Currently (at least I checked "PL" only) the email interface works fine, the web interface has latin2<->utf-8 issue for the system messages.

There are two issues really:

  1. A known latin2<->utf-8 issue, probably related to how Mailman gettext files are encoded. If there is no issue open for this, I'd open one, even if that can't be fixed very easily.
  1. An additional check in the upgrade process for the mail interface (I think't it's more important than the web) and the web interface if things have not degraded after the upgrade. Sending U+FFFD would be a showstopper for me, for example. We shouldn't just hope for the best. This is what I meant by writing https://phabricator.wikimedia.org/T105756#1600624

It seems these are mailman bugs as heart which is really outside of the scope for us. If they can be fixed easily by us, document it and we'll do so otherwise if they're upstream issues - filing bugs here will do nothing and likely end in 'invalid' or 'declined' resolutions.

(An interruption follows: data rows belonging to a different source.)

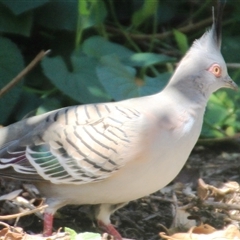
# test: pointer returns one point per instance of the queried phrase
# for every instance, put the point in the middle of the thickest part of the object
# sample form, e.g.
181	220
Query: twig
28	212
29	67
190	27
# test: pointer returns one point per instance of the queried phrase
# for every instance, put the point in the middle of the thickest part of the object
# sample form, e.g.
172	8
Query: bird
107	154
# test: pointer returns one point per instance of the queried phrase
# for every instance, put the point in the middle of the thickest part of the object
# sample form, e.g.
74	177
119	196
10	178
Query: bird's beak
229	83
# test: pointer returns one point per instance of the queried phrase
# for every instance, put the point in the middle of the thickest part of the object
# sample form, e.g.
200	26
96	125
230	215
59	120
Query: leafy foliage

No, this is not related to an upgrade. I want to make sure it's clear this existed before moving it from sodium. I want it to be fixed if possible but i also don't want it to be really related to the migration. Can we wait until the version is 2.1.18 and then check again next week unless the fix is very obvious?

I think I found the fix for #1 (filed T111457).

Point #2 (check that email encoding etc. during/after migration is correct) *is* related to the migration and is not related to T111457.